Schwinn got the name from the Chevrolet 
Corvette, & they wasn't built until 1953.
i believe the Schwinn Corvette started in 1955.


----------



## schwinnderella (Mar 1, 2011)

yep,no 52 corvette!


----------



## 48b6 (Mar 1, 2011)

pedal alley said:


> if its a Corvette. i doubt it to be 1952.
> Schwinn got the name from the Chevrolet
> Corvette, & they wasn't built until 1953.
> i believe the Schwinn Corvette started in 1955.




I think it was 54.


----------



## Mybluevw (Mar 2, 2011)

guitarman7 said:


> Hi,
> 
> Chain, how do I determine the correct chain size and length?
> 
> ...



If the rims are original to the bike then they should be stamped S7. If they are S7s then they take schwinn specific tires. 
The chain should be standard 1/8" bike chain and your LBS should have one, length should be around 56" but you will need to use a chain break to cut it to length. I usually put the rear tire on the bike and center it in the fender, then put the chain on and measure the length before I cut it.


----------



## Adamtinkerer (Mar 4, 2011)

48b6 said:


> I think it was 54.




The middleweight line came out in March '54. I have either American Bicyclist or the smaller size mag from that month and it has an ad announcing the line, including the 'vette.


----------



## MrNemo (Mar 13, 2011)

I think the bike was developed in 54 but not available to the public to 55


----------



## MrNemo (Mar 13, 2011)

Mark do you live in pa by chance? I recentley saw a craigslist ad for a 52 corvette and a couple of other bikes


----------



## PCHiggin (Mar 13, 2011)

They were announced to dealers Spring '54.They were available to the public Fall '54. I've seen and owned a few late '54 m/w's,nothing earlier. 

Pat


----------



## 48b6 (Mar 13, 2011)

PCHiggin said:


> They were announced to dealers Spring '54.They were available to the public Fall '54. I've seen and owned a few late '54 m/w's,nothing earlier.
> 
> Pat




So if I have a Oct 1953 frame what would it be ? Jaguar?


----------



## pedal alley (Mar 13, 2011)

they started same year as the 
Chevrolet Corvette ? cool.thanks.


----------



## PCHiggin (Mar 14, 2011)

48b6 said:


> So if I have a Oct 1953 frame what would it be ? Jaguar?

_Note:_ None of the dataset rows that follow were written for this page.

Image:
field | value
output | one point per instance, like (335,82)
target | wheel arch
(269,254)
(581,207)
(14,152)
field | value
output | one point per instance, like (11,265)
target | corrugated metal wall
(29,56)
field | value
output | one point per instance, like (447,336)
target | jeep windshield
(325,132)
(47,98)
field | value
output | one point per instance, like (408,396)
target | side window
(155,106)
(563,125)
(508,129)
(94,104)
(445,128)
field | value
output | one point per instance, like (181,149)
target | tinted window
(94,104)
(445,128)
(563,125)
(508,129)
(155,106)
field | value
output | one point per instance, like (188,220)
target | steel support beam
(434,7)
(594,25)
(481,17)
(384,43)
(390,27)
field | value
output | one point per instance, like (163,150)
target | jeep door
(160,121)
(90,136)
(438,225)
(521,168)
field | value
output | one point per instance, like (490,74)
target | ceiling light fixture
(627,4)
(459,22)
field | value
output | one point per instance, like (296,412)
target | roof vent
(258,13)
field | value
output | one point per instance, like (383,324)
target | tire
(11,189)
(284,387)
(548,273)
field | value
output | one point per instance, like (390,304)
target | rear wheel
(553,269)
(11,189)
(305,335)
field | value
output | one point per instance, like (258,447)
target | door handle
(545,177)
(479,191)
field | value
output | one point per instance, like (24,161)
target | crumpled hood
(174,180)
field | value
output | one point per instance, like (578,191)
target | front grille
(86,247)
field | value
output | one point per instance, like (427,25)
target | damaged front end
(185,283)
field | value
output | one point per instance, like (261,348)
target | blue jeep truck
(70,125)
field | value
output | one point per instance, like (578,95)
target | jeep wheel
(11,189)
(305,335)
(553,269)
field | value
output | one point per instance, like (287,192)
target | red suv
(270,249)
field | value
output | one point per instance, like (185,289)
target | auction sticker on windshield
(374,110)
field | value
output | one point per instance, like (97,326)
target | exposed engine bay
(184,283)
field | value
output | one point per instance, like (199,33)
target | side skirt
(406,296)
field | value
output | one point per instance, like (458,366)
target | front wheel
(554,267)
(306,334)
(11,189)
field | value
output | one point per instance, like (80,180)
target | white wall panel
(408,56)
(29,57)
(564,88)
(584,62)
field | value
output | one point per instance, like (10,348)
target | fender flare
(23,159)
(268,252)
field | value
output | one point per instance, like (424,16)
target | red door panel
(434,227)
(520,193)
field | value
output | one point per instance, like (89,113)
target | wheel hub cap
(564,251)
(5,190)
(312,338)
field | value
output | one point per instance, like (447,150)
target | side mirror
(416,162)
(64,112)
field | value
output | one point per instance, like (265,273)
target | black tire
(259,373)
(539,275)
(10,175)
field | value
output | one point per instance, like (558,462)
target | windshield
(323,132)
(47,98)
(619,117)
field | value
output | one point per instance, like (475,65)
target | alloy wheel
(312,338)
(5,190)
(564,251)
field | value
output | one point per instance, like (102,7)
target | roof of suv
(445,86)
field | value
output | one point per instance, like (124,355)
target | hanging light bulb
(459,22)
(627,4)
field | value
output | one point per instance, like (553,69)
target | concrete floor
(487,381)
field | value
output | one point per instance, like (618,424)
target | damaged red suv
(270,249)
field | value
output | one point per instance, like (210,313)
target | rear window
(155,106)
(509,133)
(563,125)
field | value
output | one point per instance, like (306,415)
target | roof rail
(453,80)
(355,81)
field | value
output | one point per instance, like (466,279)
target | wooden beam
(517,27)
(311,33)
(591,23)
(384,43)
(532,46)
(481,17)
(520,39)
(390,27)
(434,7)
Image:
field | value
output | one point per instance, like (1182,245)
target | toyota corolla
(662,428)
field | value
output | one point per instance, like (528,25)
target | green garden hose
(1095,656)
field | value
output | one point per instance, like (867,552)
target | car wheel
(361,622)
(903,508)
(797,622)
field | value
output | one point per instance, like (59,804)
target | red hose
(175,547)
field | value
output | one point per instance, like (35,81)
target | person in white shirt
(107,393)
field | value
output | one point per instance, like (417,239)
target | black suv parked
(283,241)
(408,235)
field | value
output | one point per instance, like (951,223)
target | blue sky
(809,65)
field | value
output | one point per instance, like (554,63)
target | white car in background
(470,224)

I'm thinking it would be a ballooner and not a middleweight,but anything is possible. The serial numbers  of that era are not 100% accurate for nailing down manufacturing dates.


Pat


----------



## 48b6 (Mar 19, 2011)

PCHiggin said:


> I'm thinking it would be a ballooner and not a middleweight,but anything is possible. The serial numbers  of that era are not 100% accurate for nailing down manufacturing dates.
> 
> 
> Pat



It's a middleweight.


----------



## Larmo63 (Mar 19, 2011)

I have a 1913 "Lucky Bill's Bike Shop of St. Louis" Corvette that I've been trying to sell forever. First $1500.00 gets it!


----------



## PCHiggin (Mar 20, 2011)

48b6 said:


> It's a middleweight.




Measure the distance between the seat stays @ the upper fender mount. I'd be interested in what you find.

Pat


----------



## David D. (Mar 20, 2011)

I had a 53 corvette accordind to the s/n  sold it but still have pics of the bike and s/n...


----------



## David D. (Mar 20, 2011)

the pics are on motorbicycling .com under my account... David D.


----------



## mruiz (Mar 22, 2011)

I agree Fall 1954, I have a girls Corvette. Frame dated 1954 and SA 3 speed hub.


----------



## 48b6 (Mar 24, 2011)

Seat stays? 







PCHiggin said:


> Measure the distance between the seat stays @ the upper fender mount. I'd be interested in what you find.
> 
> Pat


----------



## PCHiggin (Mar 25, 2011)

48b6 said:


> Seat stays?




The seat stays are the upper rear tubes that are between the seat tube and rear forks.The upper rear fender mount is between them.The lower rear tubes are the chain stays. Now get a tape  and measure between the seat stays just in front of the upper rear fender mount.


----------



## 48b6 (Mar 31, 2011)

Well I assure you it's a middle weight, and it measures 2"


----------